The long term act gives renters the right to 5 years rental if the renter wants it and stops the old 11 month contracts 

Davexf


----------



## mrypg9 (Apr 26, 2008)

Terence-Paul said:


> I this still true when renting you can be stitched up with Law 29/1994 of 24th November?
> Although a new rental Law7/2019 was brought into place.
> I am looking for a normal rental if all goes well for a year which will carry on if okay.
> But all I see is cop out rentals using the outdated Law 29/1994 which give you no protection at all and even allow you to be kicked out if the owner decides to sell it with 30 days notice. This cannot be right, how are landlords able to use this for a year even, let alone longer. Surely thats why the law changed. Any expats signed a Seasonal Contract for a year? Is the way forward to refuse this type of contract and send your own from a solicitor or would they then refuse it?


All new rental contracts must comply with the new law.

You can google it yourself and read the new requirements. 

Any other type or wording of contract is illegal.


----------



## Overandout (Nov 10, 2012)

Yes, law 29/1994 is still in force.

However it has been updated several times, the last time was in March 2019.

When people say "the new law" they are technically wrong, it is not a new law, it is a modification of the existing one.

So no, they are not "stitching you up", they are directing you to the applicable legislation.

When you look up any Spanish law for home reference, make sure you are looking at the "updated" version, not the "original" which will not show the changes.

I recommend using noticiasjuridicas.com as they have a user friendly way of viewing the legislation in various ways.


----------



## Phil Squares (Jan 13, 2017)

IIRC, one of the changes allows the renters to have first right of refusal in the event of a sale. The property owner has to offer it to the renters first and the renter has the option to purchase or not. I also think, although I am not positive, the prospective property owner can't make you move after the completion of the sale. I am not sure about the last part but do remember that being discussed.


----------



## Miss Jones11 (Jul 13, 2020)

You can have as many laws as you like, but if the justice system is ineffective what is a law worth. How long would it take a tenant to get a landlord before a judge and how much would it cost?


----------



## snikpoh (Nov 19, 2007)

Miss Jones11 said:


> You can have as many laws as you like, but if the justice system is ineffective what is a law worth. How long would it take a tenant to get a landlord before a judge and how much would it cost?


It really doesn't matter - the law is in favour of the tenant.

The landlord can NOT kick you out unless you break the terms of the contract (non payment etc.)

@Phil is correct. Even if the landlord wants to sell, you can NOT be made to leave.


----------



## Terence-Paul (Nov 4, 2019)

Very useful replies everybody, many thanks. the below paragraph confused me slightly that a solicitor had on his web site too.

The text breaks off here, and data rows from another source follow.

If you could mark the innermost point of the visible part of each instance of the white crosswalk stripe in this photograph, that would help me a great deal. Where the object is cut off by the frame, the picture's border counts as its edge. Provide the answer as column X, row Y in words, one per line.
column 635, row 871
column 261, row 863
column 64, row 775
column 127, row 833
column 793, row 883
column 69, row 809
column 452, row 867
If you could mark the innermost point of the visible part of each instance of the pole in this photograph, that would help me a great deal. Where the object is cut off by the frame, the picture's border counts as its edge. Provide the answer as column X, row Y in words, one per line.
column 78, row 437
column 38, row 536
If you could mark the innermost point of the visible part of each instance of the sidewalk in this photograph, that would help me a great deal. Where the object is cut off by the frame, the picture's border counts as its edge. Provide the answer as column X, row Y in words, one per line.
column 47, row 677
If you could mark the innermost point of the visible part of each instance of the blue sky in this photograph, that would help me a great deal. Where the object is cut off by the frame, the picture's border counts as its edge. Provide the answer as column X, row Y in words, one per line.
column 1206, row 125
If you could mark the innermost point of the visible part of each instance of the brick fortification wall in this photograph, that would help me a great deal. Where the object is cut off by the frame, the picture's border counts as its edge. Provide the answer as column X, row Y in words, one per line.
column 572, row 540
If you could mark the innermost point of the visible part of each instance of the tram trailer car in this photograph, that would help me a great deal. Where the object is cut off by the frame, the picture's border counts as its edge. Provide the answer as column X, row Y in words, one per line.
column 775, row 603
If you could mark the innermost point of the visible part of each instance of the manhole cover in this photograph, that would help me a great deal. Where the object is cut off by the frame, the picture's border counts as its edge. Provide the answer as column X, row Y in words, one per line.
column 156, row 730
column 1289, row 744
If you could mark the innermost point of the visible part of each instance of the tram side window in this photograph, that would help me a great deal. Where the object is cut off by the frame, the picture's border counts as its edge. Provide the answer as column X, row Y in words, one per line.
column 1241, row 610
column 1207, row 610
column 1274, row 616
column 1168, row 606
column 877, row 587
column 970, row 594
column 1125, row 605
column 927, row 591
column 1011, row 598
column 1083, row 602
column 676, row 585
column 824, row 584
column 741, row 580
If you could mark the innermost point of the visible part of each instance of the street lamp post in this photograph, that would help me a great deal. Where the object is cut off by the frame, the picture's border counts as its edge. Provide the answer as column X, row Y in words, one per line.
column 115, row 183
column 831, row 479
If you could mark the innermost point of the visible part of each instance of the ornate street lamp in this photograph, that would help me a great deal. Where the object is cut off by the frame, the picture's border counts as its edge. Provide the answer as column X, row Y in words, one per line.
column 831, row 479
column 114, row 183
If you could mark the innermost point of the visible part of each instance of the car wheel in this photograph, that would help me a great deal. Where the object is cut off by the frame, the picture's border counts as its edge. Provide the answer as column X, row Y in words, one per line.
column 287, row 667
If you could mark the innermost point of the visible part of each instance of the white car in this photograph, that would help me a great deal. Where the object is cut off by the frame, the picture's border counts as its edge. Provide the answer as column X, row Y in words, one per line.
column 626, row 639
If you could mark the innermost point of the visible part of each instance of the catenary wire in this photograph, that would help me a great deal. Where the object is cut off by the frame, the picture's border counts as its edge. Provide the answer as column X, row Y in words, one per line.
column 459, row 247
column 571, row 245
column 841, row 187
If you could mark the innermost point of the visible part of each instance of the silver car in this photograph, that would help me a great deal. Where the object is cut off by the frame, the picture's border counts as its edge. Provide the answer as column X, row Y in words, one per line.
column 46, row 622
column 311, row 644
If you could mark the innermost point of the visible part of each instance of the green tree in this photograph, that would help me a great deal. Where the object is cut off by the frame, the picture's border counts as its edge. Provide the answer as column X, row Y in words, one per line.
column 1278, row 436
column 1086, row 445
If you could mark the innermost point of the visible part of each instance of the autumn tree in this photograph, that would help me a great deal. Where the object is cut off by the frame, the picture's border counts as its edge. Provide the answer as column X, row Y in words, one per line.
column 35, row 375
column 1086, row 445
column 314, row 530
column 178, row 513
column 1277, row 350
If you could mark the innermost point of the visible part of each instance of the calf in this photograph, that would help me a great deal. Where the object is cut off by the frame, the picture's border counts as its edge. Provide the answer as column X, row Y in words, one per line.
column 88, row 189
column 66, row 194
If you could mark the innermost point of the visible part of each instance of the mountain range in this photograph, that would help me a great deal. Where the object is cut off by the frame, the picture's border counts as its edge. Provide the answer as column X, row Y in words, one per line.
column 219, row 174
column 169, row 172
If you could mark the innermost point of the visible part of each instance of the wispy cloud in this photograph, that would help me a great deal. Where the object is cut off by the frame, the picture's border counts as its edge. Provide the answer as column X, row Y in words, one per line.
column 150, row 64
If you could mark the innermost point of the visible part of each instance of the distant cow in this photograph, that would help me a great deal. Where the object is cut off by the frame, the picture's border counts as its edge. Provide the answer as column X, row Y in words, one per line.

"Did you know that, at times, landlords can circumvent these restrictive regional regulations offering their properties as seasonal lets instead? I.e. no rental licence is required. Were you aware that thousands of properties all over Spain are rented out legally every year as seasonal lets to tourists without much of a hindrance?
Holiday-home rental: short-term contract that spans between a day and a month (varies between regions in Spain). Accommodations are offered through touristic channels (see further below) such as online property portals with an online booking system.
Seasonal let: is a type of contract whereby a landlord rents a property not as a permanent abode. It can be either short-term (days, weeks) or long-term (months, years). Seasonal long-term lets are NOT subject to the raft of tenant entitlements set out by Spain’s Tenancy Act (which only apply to rentals that constitute a permanent abode) and most certainly do NOT require a rental licence."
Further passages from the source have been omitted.